There are two types of edition:
- Open edition – This is when an unlimited number of prints are available. This doesn’t necessarily mean the edition will always be open as artists, or the gallery representing the artist, can close the edition, which means no more will be available unless they re-open the edition.
- Limited edition – When an art print is limited edition, it means there is only a select number of prints available, after which no more will be available of that same size and finish. For example, an artist might limit a print to 100 copies of a 20×20″ print. However, they can print a limited edition of another size, too. Most artists will have limited edition art prints available in several sizes.
Open edition art prints are typically cheaper than limited edition prints, which are considered more collectable due to their limited availability. Limited edition prints are also, typically, printed by the artist whereas open edition prints may be printed by a gallery or representative of the artist.
Art prints come in all shapes and sizes. The larger it is, the more expensive the print. When selecting an art print, you should be mindful of mounting and framing and how much space you have on your wall for the work; it can quickly become bigger than expected. Large or mid-size prints can be more collectable due to their versatility. Prints with widths ranging from 15-40″ are the most popular.
Finish or material
The world of art print finishing is a complex one; there’s so much to choose from.
This is when the print is printed on a canvas to replicate, or almost replicate the original artwork. It means you get a work of art that resembles the original without having to pay a price anywhere near to what the original would have sold for. Canvas prints can be expensive as, for a high-quality finish, the process is somewhat more difficult than other prints, but it’s well worth it.
Fine art paper
There are dozens of types of fine art paper available, however, brands such as Hahnemühle, who have been making fine art paper for hundreds of years, are the market leaders. Such paper provides a smooth finish with true-to-form pigments that ensure a life-like reproduction of an artwork or photograph. But, most importantly, fine art paper is of archive quality, which means the print will last for much longer than if printed on standard paper – over 100 years if it’s looked after properly.
On the internet especially, photo paper prints are widely available, but they may not always be the best option. They’re cheap, which means you won’t break the bank when buying art, but they don’t have the quality of fine art paper prints, for instance. Often, the image will not appear as smooth as fine art paper prints and it will fade quickly, especially if subject to harsh sunlight.

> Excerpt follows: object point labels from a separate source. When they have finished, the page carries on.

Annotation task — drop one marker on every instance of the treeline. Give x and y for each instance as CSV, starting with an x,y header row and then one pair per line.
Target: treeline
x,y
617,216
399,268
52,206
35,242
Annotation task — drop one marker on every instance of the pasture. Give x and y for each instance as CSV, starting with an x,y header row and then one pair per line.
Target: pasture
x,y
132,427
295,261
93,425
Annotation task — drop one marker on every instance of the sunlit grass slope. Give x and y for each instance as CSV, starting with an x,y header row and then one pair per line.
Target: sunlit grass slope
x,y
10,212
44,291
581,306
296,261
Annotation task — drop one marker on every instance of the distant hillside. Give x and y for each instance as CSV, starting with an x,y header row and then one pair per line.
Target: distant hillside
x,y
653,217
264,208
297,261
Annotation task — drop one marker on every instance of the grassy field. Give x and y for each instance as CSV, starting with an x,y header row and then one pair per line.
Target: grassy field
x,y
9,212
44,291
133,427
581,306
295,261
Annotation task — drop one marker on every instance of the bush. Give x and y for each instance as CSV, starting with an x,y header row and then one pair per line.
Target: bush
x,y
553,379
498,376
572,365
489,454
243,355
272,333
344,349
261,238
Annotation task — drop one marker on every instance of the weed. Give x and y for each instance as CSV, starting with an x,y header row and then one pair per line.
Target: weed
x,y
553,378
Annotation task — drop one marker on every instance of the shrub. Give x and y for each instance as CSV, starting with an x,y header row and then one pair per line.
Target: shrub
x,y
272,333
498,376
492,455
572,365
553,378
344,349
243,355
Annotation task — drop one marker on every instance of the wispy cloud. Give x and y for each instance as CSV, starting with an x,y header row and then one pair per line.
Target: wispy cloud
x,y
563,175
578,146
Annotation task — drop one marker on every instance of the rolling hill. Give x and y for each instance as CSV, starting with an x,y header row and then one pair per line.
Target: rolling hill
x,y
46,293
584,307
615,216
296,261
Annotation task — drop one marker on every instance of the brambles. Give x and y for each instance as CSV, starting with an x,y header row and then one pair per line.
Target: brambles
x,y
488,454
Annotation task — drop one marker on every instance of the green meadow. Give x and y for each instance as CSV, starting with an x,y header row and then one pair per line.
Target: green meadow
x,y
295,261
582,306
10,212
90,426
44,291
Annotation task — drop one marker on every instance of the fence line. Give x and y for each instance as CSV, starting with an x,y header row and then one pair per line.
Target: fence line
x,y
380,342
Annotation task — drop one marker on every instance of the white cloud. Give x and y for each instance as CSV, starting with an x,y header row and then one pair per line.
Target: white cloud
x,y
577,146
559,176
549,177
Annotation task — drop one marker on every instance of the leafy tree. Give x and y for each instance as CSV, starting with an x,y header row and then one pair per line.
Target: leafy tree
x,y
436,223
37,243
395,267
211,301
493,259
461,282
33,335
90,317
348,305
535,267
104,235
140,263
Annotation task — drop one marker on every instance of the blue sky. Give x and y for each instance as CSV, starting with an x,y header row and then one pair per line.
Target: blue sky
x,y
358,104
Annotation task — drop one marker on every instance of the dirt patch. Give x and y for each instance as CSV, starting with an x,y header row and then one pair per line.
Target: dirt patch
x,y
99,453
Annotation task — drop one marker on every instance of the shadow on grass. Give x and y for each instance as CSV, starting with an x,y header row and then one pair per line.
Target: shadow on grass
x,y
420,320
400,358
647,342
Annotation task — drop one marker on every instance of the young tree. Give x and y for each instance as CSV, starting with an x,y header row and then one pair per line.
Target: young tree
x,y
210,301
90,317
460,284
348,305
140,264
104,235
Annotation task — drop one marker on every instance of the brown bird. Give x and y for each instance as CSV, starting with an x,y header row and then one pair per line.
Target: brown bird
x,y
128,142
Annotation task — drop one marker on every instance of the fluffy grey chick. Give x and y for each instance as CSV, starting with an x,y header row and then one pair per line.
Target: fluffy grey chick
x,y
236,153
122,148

When you purchase an art print on paper, you’ll often need to consider the finish of the paper:
- Matte – This paper has a dull coating applied to the front so that it’s not shiny; it appears smooth with excellent clarity.
- Silk – Similar to matte paper but with a textured finish; it is also not shiny.
- Gloss – This paper has a glossy layer applied to it which makes it ultra-reflective and shiny with less colour clarity.
For most artworks, matte-finish paper is the preferred option.
Also consider how you may frame your art print. A standard gallery frame is an attractive option, and by far the most popular, but some choose alternative colours such as white and grey.
If you’re purchasing an art print as an investment, as well as something to enjoy, it’s crucial that you understand the ins and outs of what’s expected when re-selling work.
When buying a print of the work of a living artist from a gallery, it’s standard that the art print will be signed by the artist, which helps to improve its authenticity. The same can be said of prints sold directly by the artist. If an art print is not signed, you will find it very difficult to re-sell.
Certificate of authenticity
Most artworks come with a certificate of authenticity signed by the artist or gallery. It details the print, including its size and finish, and confirms where and when it was printed. That way, those buying an art print can understand the provenance of the artwork at a glance.
Never buy an art print of a work that can’t be associated to the original. It’s crucial that you understand what work the print is of, when the original work was created and its details, including the name of the original work and, if it’s the case, why the work is popular and/or famous.
Even though art prints are cheaper than original works of art, the price can still rocket is a print is collectable. #1 in a limited-edition run is usually more sought-after and, therefore, more costly than later editions. The bigger the work, the more expensive the print. You will also pay more for a print if buying from another collector who’s had the print for some time rather than if buying a new print directly from the artist – if the print has gone up in value, that is. Consider the price of the print you’re buying and weigh up whether you’d prefer an original before committing to the purchase.